UK schools bracing for in-year deficits this year with bleak outlook ahead

Almost half of primary schools and special schools and two-fifths of secondary schools in England had or were expecting an in-year deficit in 2022/23, according to a new report.

Schools are only expecting the situation to worsen next year with just under half of mainstream schools (50% primary and 42% secondary) and two-fifths of special schools expecting both to have an in-year deficit and needing to make cuts to provision in 2023/24.

Results from the National Foundation for Educational Research’s (NFER) report, ‘Cost-of-living crisis: Impact on schools – School Provision’, also suggest more than half of primary schools are asking parents for extra funds to accommodate cost-of-living pressures.

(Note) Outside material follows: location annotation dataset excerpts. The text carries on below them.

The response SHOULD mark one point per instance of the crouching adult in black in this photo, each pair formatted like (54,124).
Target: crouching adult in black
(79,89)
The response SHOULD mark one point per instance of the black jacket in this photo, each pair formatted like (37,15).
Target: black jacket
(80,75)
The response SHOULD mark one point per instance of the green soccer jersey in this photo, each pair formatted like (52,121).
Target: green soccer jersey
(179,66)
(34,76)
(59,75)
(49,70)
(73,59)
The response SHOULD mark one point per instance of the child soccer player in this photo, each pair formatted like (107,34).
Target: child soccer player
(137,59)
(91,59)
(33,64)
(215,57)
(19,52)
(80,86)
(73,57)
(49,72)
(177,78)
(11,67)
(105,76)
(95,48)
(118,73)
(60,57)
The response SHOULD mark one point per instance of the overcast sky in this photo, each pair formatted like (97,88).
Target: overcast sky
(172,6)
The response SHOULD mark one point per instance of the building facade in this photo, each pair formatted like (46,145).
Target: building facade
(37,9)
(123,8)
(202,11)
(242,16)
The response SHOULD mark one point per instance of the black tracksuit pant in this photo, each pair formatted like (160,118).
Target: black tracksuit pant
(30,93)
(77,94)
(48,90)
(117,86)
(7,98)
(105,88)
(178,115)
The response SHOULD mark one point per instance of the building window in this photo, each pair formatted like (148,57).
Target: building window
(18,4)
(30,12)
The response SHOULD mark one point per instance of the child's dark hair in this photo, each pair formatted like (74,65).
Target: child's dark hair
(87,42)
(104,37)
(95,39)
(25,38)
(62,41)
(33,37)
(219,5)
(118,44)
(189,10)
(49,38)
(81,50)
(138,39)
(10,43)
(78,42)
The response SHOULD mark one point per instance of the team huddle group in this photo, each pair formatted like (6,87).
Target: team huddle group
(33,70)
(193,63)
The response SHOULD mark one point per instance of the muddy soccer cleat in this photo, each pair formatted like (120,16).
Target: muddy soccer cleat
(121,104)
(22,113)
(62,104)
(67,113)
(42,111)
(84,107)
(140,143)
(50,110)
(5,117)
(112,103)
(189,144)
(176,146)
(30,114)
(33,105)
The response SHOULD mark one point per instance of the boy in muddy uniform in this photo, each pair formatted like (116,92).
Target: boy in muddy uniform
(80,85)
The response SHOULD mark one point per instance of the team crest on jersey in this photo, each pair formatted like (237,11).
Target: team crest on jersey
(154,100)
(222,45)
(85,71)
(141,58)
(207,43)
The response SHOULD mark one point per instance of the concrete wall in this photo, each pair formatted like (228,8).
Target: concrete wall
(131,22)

In the study, conducted in collaboration with ASK Research and funded by the Nuffield Foundation, NFER asked more than 2,500 senior leaders and teachers in mainstream schools, and more than 100 in special schools, a series of questions to understand the impacts of cost-of-living pressures on schools.

Almost half of school leaders reported that the cuts their schools are making due to the cost-of-living pressures are having a negative impact on teaching and learning in their setting. Furthermore, the cuts which schools are making in response to cost-of-living pressures are also affecting provision for pupils with Special Educational Needs and Disabilities (SEND), with widespread concern among senior leaders of all phases about their ability to fully meet the needs of their pupils.

NFER Research Director and report co-author, Jenna Julius, said: “In the short-term, schools need greater financial support to help meet the additional direct expenses associated with the increased cost-of-living such as energy and school meal bills.

“Teachers and senior leaders, particularly in the most disadvantaged schools, report their learning provision has been negatively impacted by cuts being made in response to increased costs. 

“For example, 62% of primary schools, 43% of secondary and 41% of special schools report cutting spending on resources such as printed worksheets, materials for art and science and library books.”

Director of ASK Research, Amy Skipp, said: “The cuts being made in response to cost-of-living pressures in special schools are extremely concerning particularly as they include core parts of the support for pupils with SEND, to maximise their development, independence and quality of life as well as providing respite for families. 

“For example, almost three-tenths (28%) of special schools report cutting their core specialist school offer, which includes the provision of hydrotherapy, physiotherapy and independence activities.”

Nuffield Foundation Programme Head, Ruth Maisey said: “We know that there are lingering effects of the pandemic including a wider disadvantage gap, increased absence from school, and poorer mental health and wellbeing. 

“Schools are only able to tackle these issues if they have sufficient funds. While failure to adequately support young people risks their issues becoming entrenched and stores up considerable problems for future society.”

Responding to the survey, Paul Whiteman, general secretary at school leaders’ union NAHT, said: “This report is a stark reminder that while the overall rate of inflation has eased, prices are still rising and schools and society more broadly are continuing to face severe challenges as a result.

“Schools face a twin challenge of juggling both their increased costs for things like energy and resources, and in supporting more children who may turn up hungry and not in a good place to learn. 

“It’s now often harder for them and their families to access help from services like social care which have suffered from years of under-investment, meaning already stretched school staff are increasingly picking up the slack.

“School leaders are doing their utmost to minimise the impact of these cost pressures upon children’s education, but this is a real challenge, and particularly difficult for those in more disadvantaged areas or with higher numbers of pupils with special education needs and disabilities.

“These findings give the government notice that it must mitigate the impact of continuing inflation by offering the level of investment needed in schools in the autumn spending review in November.”